A great number of processes carried out in spouted beds require the application of different modes of heat and/or mass transfer. We may distinguish among the following modes:
Heat transfer, mass transfer, simultaneous heat and mass transfer – between fluid and particles,
Heat transfer between wall and bed, and
Heat transfer between submerged object and bed.
For each mode, transfer mechanisms are examined; then experimental findings and, in some cases, theoretical studies are discussed.
Between fluid and particles
Transfer mechanisms and models
Quite often, the basic assumption for analysis of heat or mass exchanged between fluid and particles is that heat is transferred to the particles under conditions of external control, neglecting heat transmission within the particles.

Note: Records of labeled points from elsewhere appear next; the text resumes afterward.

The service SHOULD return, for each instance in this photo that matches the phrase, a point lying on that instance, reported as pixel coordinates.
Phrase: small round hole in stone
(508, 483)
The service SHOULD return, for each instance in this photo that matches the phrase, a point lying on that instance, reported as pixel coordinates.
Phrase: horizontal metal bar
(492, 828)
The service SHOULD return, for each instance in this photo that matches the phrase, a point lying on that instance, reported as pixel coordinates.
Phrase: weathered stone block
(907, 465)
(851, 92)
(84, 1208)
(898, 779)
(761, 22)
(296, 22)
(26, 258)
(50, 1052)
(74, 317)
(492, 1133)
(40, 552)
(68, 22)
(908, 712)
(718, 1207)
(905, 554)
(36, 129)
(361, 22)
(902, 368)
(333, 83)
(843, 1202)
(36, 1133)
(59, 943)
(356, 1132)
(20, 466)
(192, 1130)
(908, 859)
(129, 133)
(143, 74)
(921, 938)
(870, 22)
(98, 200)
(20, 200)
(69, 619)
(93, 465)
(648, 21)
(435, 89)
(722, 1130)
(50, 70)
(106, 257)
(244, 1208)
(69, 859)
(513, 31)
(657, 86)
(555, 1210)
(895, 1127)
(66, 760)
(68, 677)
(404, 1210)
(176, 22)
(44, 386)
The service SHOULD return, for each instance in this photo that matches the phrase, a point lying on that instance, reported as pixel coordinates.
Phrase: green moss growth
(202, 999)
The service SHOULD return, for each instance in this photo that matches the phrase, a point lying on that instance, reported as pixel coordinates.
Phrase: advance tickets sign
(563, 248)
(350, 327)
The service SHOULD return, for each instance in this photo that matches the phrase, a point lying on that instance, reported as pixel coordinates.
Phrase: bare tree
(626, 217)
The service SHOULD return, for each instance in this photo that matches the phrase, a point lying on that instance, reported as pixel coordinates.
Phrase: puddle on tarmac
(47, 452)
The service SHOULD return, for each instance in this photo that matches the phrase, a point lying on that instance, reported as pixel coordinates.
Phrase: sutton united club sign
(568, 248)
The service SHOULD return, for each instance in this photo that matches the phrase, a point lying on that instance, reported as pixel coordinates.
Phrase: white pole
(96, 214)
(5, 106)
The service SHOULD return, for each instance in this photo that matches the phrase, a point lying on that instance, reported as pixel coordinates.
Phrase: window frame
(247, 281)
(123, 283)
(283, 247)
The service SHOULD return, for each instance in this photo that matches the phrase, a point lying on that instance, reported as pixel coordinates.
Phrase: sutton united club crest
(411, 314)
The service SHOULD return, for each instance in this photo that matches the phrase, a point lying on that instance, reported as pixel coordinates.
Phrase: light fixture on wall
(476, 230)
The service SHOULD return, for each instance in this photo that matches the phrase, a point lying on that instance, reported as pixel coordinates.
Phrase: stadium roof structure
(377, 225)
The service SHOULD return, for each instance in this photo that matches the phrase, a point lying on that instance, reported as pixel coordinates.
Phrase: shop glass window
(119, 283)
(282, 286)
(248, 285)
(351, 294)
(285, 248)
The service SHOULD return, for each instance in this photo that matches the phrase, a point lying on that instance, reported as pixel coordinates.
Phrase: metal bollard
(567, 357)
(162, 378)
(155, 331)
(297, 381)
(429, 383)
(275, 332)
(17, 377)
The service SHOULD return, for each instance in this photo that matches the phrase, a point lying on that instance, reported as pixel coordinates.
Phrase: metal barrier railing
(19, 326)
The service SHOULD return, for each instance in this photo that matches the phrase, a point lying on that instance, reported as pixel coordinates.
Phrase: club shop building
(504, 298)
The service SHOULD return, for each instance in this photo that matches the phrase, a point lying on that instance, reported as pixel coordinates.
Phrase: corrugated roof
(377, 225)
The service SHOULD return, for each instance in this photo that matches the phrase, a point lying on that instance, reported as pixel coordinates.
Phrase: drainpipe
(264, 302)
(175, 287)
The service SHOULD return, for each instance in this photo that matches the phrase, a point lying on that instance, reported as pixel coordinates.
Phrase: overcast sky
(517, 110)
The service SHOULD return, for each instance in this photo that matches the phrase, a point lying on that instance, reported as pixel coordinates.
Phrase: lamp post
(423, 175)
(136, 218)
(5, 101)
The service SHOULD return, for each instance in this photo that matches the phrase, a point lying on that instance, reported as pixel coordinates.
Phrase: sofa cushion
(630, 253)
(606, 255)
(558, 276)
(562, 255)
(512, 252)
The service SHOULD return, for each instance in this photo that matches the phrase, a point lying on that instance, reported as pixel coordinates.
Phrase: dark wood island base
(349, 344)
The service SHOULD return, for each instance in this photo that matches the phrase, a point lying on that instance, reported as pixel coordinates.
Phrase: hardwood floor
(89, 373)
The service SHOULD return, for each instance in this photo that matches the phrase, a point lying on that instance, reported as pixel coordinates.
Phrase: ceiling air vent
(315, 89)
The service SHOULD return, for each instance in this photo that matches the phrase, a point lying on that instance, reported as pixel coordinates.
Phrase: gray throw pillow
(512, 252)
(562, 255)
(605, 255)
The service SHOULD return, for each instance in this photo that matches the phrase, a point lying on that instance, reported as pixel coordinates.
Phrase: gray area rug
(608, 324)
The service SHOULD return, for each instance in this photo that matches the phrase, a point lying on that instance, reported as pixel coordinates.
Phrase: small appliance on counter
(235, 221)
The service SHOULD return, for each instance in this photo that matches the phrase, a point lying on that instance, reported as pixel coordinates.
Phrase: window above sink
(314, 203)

For heat transfer in the absence of mass transfer, this is justified when the particle heat transfer Biot number is sufficiently small (e.g., <0.1) and the corresponding Fourier number exceeds 0.22. For simultaneous heat and mass transfer, such as when the particles are well wetted at the surface, the average temperature at the particle surfaces is substantially uniform, and external control again prevails.
Assuming plug flow conditions through the bed, the axial fluid temperature distribution can be described by a dimensionless function. Because the spouted bed consists of two distinct regions, with the average gas velocity in the spout being one or two orders of magnitude greater than that in the annulus, the decline of gas temperature in these two zones is quite different; it is slight in the spout and considerable in the annular zone.